2 Background on Boolean Analogical Proportion

At the time of Aristotle, the idea of analogical proportion originated from the notion of numerical proportion. In that respect the arithmetic proportion between 4 integers abcd, which holds if \( a-b=c-d\), is a good prototype of the idea of analogical proportion, since we can read it as “a differs from b as c differs from d”, which perfectly fits with “a is to b as c is to d”, denoted by \(a:b\,{::}\,c:d\). When considering Boolean interpretation where \(a, b, c, d \in \{0,1\}\), it is tempting to carry on with the same definition as \(\{0, 1\} \subset \mathbb {R}\), with the inevitable drawback that difference is not an internal operator in \(\mathbb {B}=\{0,1\}\). Nevertheless, if we draw the truth table (16 lines) corresponding to this definition, we get Table 1 highlighting that only 6 among 16 lines are valid proportions.

Table 1. Boolean valuations for \(a:b\,{::}\,c:d\)

Boolean Definition. Looking for a purely logical definition of \(a:b\,{::}\,c:d\), we need to make use of the comparative indicators [14, 15] that are naturally associated with a pair of variable (ab):

  • \(a \wedge b\) and \(\lnot a \wedge \lnot b\): they are positive similarity and negative similarity indicators respectively; \(a \wedge b\) (resp. \(\lnot a \wedge \lnot b\)) is true iff only both a and b are true (resp. false);

  • \(a \wedge \lnot b\) and \(\lnot a \wedge b\): they are dissimilarity indicators ; \(a \wedge \lnot b\) (resp. \(\lnot a \wedge b\)) is true iff only a (resp. b) is true and b (resp. a) is false.

Then analogical proportion is defined by the two logically equivalent expressions [13]:

$$\begin{aligned}&a:b\,{::}\,c:d = (a \wedge \lnot b \equiv c \wedge \lnot d) \wedge (\lnot a \wedge b \equiv \lnot c \wedge d) \end{aligned}$$
(1)
$$\begin{aligned}&a:b\,{::}\,c:d =((a \wedge d) \equiv (b \wedge c)) \wedge ((\lnot a \wedge \lnot d) \equiv (\lnot b \wedge \lnot c)) \end{aligned}$$
(2)

Expression (1) reads “a differs from b as c differs from d and b differs from a as d differs from c”. This definition is equivalent to the previous one (it yields Table 1) with the advantage of being an internal definition inside \(\mathbb {B}\).
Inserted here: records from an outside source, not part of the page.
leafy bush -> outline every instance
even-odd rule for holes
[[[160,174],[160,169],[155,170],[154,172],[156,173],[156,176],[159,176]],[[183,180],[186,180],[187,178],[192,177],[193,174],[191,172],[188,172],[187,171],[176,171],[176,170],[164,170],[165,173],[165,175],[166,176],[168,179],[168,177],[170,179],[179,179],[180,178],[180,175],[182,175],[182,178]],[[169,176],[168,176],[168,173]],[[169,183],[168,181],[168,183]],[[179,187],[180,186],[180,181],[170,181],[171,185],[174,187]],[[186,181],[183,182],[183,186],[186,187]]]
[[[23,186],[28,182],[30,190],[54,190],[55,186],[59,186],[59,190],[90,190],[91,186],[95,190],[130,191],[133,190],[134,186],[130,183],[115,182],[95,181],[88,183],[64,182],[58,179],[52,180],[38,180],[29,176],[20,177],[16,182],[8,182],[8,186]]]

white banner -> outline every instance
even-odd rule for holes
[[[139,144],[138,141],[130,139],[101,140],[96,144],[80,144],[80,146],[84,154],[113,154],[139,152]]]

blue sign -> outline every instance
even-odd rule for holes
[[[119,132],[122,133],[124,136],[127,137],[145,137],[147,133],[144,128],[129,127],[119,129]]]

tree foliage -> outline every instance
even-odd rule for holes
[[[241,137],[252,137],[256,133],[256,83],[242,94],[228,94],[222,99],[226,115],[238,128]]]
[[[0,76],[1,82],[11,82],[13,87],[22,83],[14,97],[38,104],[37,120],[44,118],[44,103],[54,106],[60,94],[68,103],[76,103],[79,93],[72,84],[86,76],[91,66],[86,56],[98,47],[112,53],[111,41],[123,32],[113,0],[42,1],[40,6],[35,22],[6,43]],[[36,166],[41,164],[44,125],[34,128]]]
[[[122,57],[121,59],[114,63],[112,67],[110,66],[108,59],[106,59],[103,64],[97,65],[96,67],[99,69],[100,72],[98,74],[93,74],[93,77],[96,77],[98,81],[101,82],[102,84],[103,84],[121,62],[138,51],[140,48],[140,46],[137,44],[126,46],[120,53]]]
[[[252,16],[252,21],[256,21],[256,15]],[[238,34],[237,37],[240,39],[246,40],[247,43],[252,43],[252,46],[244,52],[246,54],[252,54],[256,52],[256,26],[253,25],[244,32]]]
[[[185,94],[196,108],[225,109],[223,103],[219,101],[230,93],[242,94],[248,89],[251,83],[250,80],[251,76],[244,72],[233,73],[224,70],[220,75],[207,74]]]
Expression (2) may be viewed as the logical counterpart of the well-known property of arithmetical proportions \( a-b=c-d\Leftrightarrow a +d = b + c\). “a is to b as c is to d” can now be read “what a and d have in common, b and c have it also (both positively and negatively)”, which, however, is a less straightforward reading of the idea of analogy than the one associated with (1). As can be checked on Table 1, analogical proportions are independent with respect to the positive or negative encoding of properties: \((a:b\,{::}\,c:d) \equiv (\lnot a: \lnot b \,{::}\, \lnot c: \lnot d)\).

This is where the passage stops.